I am using python. Hooray for new fangled scripting glory. 
My business is an mssql shop.  meh.
I set up pyodbc. I run a simple insert statement. Sql Server Profiler logs the following (among other tidbits).

declare @p1 int
set @p1=1
exec sp_prepare @p1 output,N'@P1 VARCHAR(11)',N'insert into schemax.iptable (IPAddress) values(@P1)',1
select @p1

Very simple insert me thinks.
I want to try new orm hotness that is SQL Alchemy.
Again with the very simple test. SQL Server Profiler logs the following:

declare @p1 int
set @p1=13808
exec sp_prepare @p1 output,NULL,N'',1
select @p1

See the subtle difference?

No errors are ever thrown. It runs its little heart out. But no data is every actually inserted into the database.

I loathe odbc.  

Also, if your ever perusing the sparse documentation available on pyodbc, and see all those helpful quick examples be sure to call the commit() method which they do not show or set the autocommit flag to true.

update: my woes on the sqlalchemy-devel list here.

5 Responses to “mssql – odbc – python hell”

  1. meantheory said

    Quite distracted with many other things but I still play with this problem on occasion. I believe this thread may be related: http://code.google.com/p/django-pyodbc/issues/detail?id=9

  2. meantheory said

    Not sure if this is a related problem for me or not but this was an interesting tid bit from http://www.easysoft.com/developer/languages/python/pyodbc.html:

    “Python can be built as either UCS2 or UCS4, which defines Python’s internal storage format for Unicode strings. pyodbc does not do any conversion between Unicode encoding schemes.
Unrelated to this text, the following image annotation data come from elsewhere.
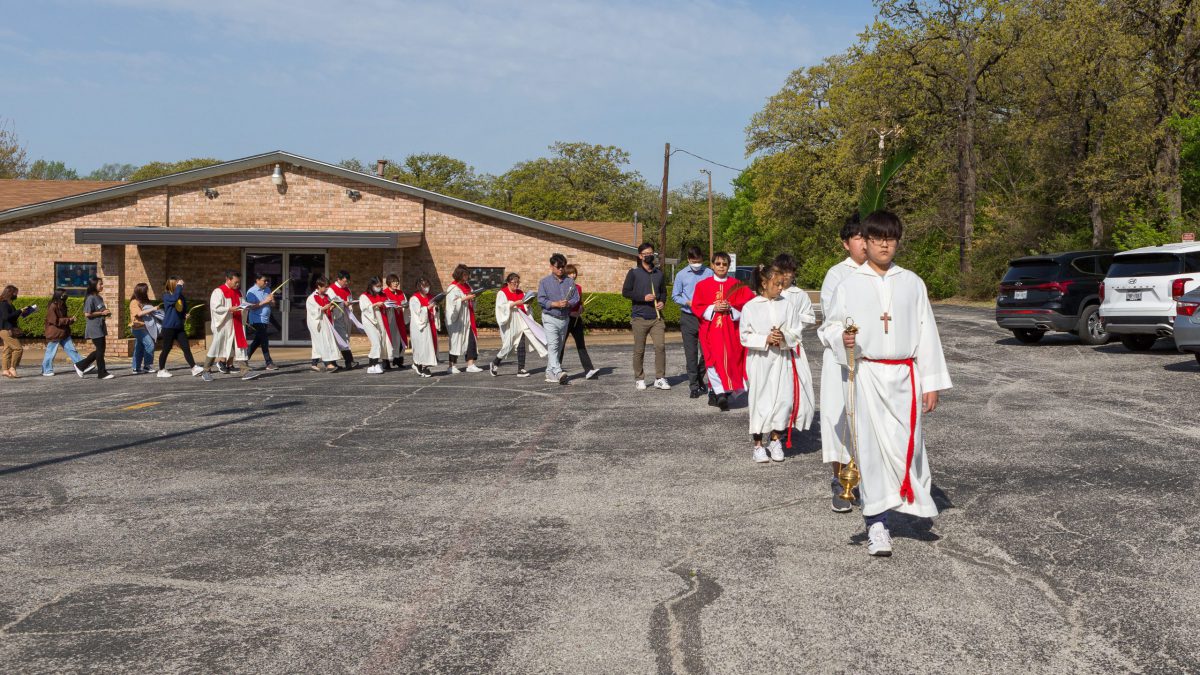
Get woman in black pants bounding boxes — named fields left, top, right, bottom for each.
left=559, top=264, right=600, bottom=380
left=76, top=279, right=113, bottom=380
left=158, top=276, right=204, bottom=377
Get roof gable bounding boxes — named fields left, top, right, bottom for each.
left=0, top=150, right=636, bottom=255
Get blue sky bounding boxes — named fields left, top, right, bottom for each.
left=0, top=0, right=874, bottom=192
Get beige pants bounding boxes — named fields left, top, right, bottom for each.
left=0, top=330, right=24, bottom=370
left=634, top=316, right=667, bottom=380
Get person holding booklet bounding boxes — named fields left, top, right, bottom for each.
left=821, top=211, right=953, bottom=556
left=408, top=276, right=438, bottom=377
left=383, top=274, right=408, bottom=369
left=200, top=269, right=259, bottom=382
left=488, top=271, right=546, bottom=377
left=305, top=275, right=338, bottom=372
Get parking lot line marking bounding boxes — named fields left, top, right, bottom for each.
left=121, top=401, right=162, bottom=411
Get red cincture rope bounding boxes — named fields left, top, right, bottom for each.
left=863, top=358, right=917, bottom=503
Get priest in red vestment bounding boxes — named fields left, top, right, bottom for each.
left=691, top=252, right=755, bottom=411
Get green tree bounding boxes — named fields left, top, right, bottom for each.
left=130, top=157, right=221, bottom=181
left=24, top=160, right=79, bottom=180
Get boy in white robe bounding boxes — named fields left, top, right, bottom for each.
left=821, top=211, right=952, bottom=556
left=305, top=276, right=338, bottom=372
left=488, top=271, right=546, bottom=377
left=817, top=218, right=866, bottom=513
left=359, top=276, right=391, bottom=375
left=738, top=265, right=815, bottom=464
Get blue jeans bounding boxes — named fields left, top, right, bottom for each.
left=42, top=335, right=83, bottom=372
left=541, top=313, right=570, bottom=380
left=131, top=328, right=154, bottom=371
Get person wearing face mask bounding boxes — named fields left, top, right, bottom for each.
left=359, top=276, right=391, bottom=375
left=408, top=277, right=438, bottom=377
left=620, top=243, right=671, bottom=390
left=671, top=246, right=713, bottom=399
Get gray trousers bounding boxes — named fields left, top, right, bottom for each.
left=679, top=312, right=708, bottom=389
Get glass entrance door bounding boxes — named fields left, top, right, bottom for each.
left=242, top=251, right=326, bottom=345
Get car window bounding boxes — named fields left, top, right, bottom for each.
left=1109, top=253, right=1183, bottom=277
left=1002, top=261, right=1058, bottom=278
left=1070, top=256, right=1097, bottom=276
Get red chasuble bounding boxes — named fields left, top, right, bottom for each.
left=217, top=283, right=246, bottom=350
left=691, top=276, right=754, bottom=392
left=454, top=281, right=479, bottom=340
left=383, top=288, right=408, bottom=345
left=500, top=286, right=529, bottom=313
left=413, top=291, right=438, bottom=353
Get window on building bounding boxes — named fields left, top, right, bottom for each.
left=467, top=267, right=504, bottom=291
left=54, top=263, right=97, bottom=295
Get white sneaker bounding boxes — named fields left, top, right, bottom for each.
left=866, top=522, right=892, bottom=557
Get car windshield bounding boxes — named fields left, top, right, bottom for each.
left=1003, top=261, right=1058, bottom=283
left=1109, top=253, right=1183, bottom=277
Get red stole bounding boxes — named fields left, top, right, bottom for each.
left=383, top=288, right=408, bottom=345
left=500, top=286, right=529, bottom=313
left=454, top=281, right=479, bottom=339
left=413, top=292, right=438, bottom=353
left=217, top=283, right=246, bottom=350
left=362, top=291, right=391, bottom=340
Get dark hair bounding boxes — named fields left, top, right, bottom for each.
left=130, top=283, right=150, bottom=305
left=750, top=264, right=784, bottom=292
left=841, top=211, right=866, bottom=241
left=770, top=253, right=796, bottom=274
left=863, top=211, right=904, bottom=241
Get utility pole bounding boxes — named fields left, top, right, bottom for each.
left=658, top=143, right=671, bottom=257
left=700, top=169, right=713, bottom=264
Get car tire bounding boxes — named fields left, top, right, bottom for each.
left=1075, top=305, right=1109, bottom=345
left=1013, top=328, right=1046, bottom=345
left=1121, top=335, right=1158, bottom=352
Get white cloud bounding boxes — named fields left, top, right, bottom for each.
left=91, top=0, right=816, bottom=102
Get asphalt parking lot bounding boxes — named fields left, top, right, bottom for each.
left=0, top=306, right=1200, bottom=673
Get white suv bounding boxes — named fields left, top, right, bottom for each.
left=1100, top=243, right=1200, bottom=352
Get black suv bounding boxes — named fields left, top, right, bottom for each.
left=996, top=251, right=1115, bottom=345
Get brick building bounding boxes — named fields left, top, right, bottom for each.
left=0, top=151, right=636, bottom=344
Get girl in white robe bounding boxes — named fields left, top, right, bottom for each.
left=359, top=276, right=391, bottom=375
left=490, top=271, right=546, bottom=377
left=305, top=276, right=340, bottom=372
left=408, top=279, right=438, bottom=377
left=739, top=265, right=815, bottom=462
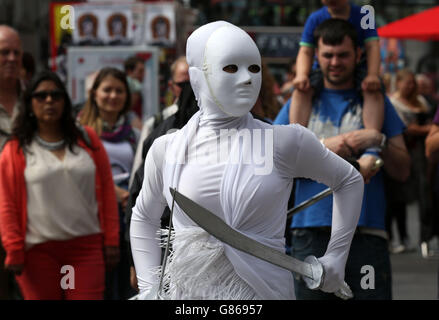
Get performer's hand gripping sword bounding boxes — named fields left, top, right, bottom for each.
left=170, top=188, right=353, bottom=299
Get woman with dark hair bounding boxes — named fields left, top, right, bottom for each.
left=386, top=69, right=433, bottom=254
left=80, top=68, right=138, bottom=299
left=0, top=72, right=119, bottom=300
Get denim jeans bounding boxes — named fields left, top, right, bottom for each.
left=291, top=228, right=392, bottom=300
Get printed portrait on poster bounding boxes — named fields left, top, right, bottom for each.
left=144, top=4, right=176, bottom=45
left=78, top=13, right=103, bottom=46
left=107, top=12, right=132, bottom=46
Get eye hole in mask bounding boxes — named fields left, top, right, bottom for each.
left=248, top=64, right=261, bottom=73
left=223, top=64, right=238, bottom=73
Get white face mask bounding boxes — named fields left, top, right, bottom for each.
left=192, top=26, right=262, bottom=117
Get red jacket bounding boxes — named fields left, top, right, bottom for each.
left=0, top=128, right=119, bottom=264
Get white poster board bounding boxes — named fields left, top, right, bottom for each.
left=67, top=46, right=159, bottom=121
left=73, top=4, right=134, bottom=46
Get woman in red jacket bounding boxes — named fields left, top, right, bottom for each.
left=0, top=72, right=119, bottom=299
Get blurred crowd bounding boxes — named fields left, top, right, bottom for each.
left=0, top=1, right=439, bottom=299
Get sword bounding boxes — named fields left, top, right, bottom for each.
left=170, top=188, right=353, bottom=300
left=287, top=158, right=384, bottom=219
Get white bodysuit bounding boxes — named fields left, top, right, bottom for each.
left=130, top=22, right=363, bottom=299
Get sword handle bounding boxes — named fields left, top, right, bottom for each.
left=303, top=256, right=325, bottom=290
left=303, top=256, right=354, bottom=300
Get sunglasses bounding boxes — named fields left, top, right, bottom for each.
left=32, top=90, right=64, bottom=102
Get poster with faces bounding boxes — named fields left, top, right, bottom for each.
left=73, top=4, right=135, bottom=46
left=144, top=3, right=176, bottom=45
left=67, top=46, right=159, bottom=120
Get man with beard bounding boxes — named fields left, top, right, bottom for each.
left=291, top=19, right=410, bottom=299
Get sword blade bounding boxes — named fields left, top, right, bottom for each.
left=170, top=188, right=318, bottom=280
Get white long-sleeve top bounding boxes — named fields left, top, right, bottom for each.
left=130, top=113, right=364, bottom=299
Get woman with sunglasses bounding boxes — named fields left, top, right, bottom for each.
left=0, top=72, right=119, bottom=300
left=80, top=67, right=138, bottom=300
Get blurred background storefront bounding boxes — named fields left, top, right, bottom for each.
left=0, top=0, right=439, bottom=106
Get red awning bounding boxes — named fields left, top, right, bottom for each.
left=378, top=6, right=439, bottom=41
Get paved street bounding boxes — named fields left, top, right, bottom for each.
left=391, top=204, right=439, bottom=300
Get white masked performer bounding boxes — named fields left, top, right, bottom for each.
left=130, top=21, right=364, bottom=300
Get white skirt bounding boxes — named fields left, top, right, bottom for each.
left=158, top=227, right=259, bottom=300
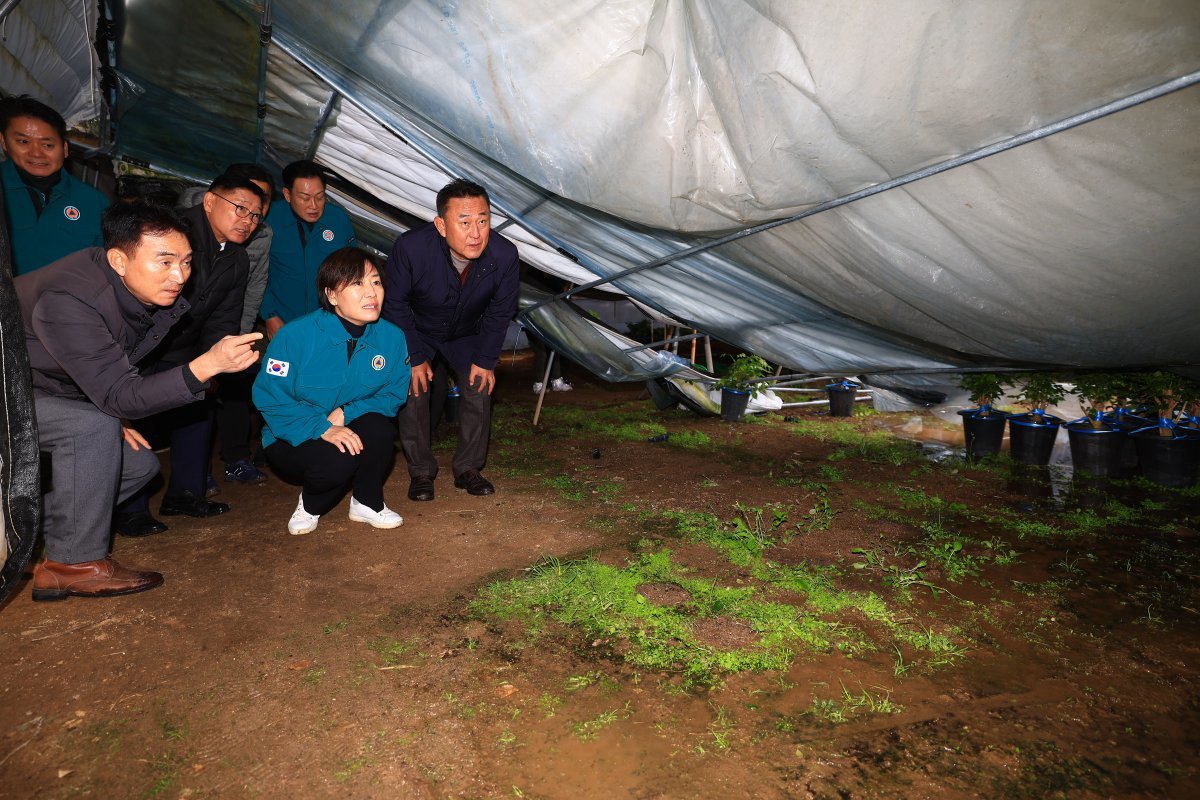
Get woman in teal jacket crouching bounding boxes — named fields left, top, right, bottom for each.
left=254, top=247, right=409, bottom=534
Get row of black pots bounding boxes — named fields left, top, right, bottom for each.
left=959, top=409, right=1200, bottom=488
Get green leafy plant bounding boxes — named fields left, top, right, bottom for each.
left=1130, top=369, right=1200, bottom=437
left=1014, top=372, right=1067, bottom=419
left=715, top=353, right=770, bottom=397
left=959, top=372, right=1004, bottom=416
left=1070, top=372, right=1129, bottom=428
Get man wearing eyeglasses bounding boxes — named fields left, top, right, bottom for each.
left=113, top=173, right=268, bottom=536
left=260, top=161, right=354, bottom=339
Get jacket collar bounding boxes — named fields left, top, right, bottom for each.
left=314, top=308, right=379, bottom=348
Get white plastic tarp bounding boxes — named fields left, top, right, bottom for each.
left=4, top=0, right=1200, bottom=374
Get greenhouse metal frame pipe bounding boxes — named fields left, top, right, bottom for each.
left=254, top=0, right=271, bottom=164
left=0, top=0, right=20, bottom=23
left=304, top=88, right=342, bottom=161
left=529, top=70, right=1200, bottom=311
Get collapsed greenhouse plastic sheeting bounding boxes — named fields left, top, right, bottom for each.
left=520, top=284, right=712, bottom=383
left=0, top=0, right=101, bottom=127
left=9, top=0, right=1200, bottom=374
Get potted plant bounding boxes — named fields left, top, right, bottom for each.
left=715, top=353, right=770, bottom=422
left=1008, top=372, right=1067, bottom=467
left=1067, top=372, right=1133, bottom=476
left=826, top=378, right=858, bottom=416
left=1129, top=369, right=1200, bottom=488
left=959, top=372, right=1008, bottom=461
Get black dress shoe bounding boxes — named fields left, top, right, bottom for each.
left=408, top=475, right=433, bottom=500
left=158, top=492, right=229, bottom=517
left=454, top=469, right=496, bottom=495
left=113, top=511, right=167, bottom=536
So, pyodbc will pass UCS-2 encoded Unicode data to Python, even if Python is expecting UCS-4 (as will be the case for a UCS4 build of Python).

    To test whether you are using a UCS2 or UCS4 build of Python, run:

    python -c “import sys;print(sys.maxunicode<66000)and’UCS2′or’UCS4′""

  3. meantheory said

    possible sqlalchemy workaround inside the following ticket.
    http://www.sqlalchemy.org/trac/ticket/1312

    this should get around pyodbc problems by avoiding unicode.